Buffalo Jack pensou sobre como poderia resolver aquela situação, de modo que compreendesse também como faria para se livrar daqueles seres inoportunos que, agora, incomodavam sua paz. Considerou matá-los e comê-los, mas sendo-os desconhecidos não podia saber se existia veneno em seus corpos. Decidiu não arriscar. Considerou também caminhar com eles para longe das zonas conhecidas e, em seguida, despistá-los. Mas Adam poderia encontrá-los.
- É isso! Vou levar seres estranhos para o Adam. Ele saber o que fazer, reafirmou com os punhos contra a mesa.
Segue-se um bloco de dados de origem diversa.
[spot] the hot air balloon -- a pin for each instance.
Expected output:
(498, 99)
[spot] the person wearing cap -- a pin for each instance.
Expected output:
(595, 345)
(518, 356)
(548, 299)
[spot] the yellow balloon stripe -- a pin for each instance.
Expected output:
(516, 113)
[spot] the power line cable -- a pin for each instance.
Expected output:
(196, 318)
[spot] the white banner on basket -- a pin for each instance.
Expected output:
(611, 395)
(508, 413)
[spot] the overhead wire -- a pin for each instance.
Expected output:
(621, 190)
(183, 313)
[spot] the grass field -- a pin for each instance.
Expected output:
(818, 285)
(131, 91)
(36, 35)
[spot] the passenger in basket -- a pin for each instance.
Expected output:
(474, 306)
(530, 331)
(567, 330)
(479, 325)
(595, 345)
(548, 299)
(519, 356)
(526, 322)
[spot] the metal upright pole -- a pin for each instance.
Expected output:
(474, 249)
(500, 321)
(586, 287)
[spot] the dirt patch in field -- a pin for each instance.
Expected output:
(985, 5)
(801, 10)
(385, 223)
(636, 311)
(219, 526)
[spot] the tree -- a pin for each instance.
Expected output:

Buffalo Jack observou sua janela minguante, num humor solene, de melancolia e preocupação. A noite ainda estava longe de amanhecer e, por isso, acendeu o velho cachimbo e buscou a distração no desenho que as estrelas faziam no céu crepuscular e iluminado.
Certamente, Buffalo Jack não conhecia sobre a ciência do mundo, mas quem disse que a sabedoria reside no corpo da matéria ou na qualidade da palavra? A sabedoria reside no íntimo do ser, naquilo que chamamos de espírito, coração ou consciência, e se expressa de dentro para fora. Embora Buffalo Jack não conhecesse o léxico, conhecia muito bem os sinais da vida e da alma. E mesmo sendo muitas vezes incompreendido e solitário, seu senso de decisão era sempre carregado de um amor rústico, porém sincero. Há quem diga que a solidão é a defesa dos corações frágeis, carregados de lealdade, que temem ser magoados e que não aceitam as frustrações.
De fato, os sentimentos que guardamos no nosso espírito, coração ou consciência, são janelas da alma...
... e a janela de Buffalo Jack é ainda minguante, tímida para o mundo exterior ao seu.
- A tempestade acabou. Sem nuvens. Dia de sol amanhã.
Sentou-se na poltrona limpando o pito do cachimbo. Chegava a hora de dormir. Espreguiçou-se estalando os ossos e, antes de cochilar em sua poltrona, Buffalo Jack urinou contra o fogo da lareira, apagando-a por completo.

- Amanhã... Adam conhecerá os esquisitos... Amanhã.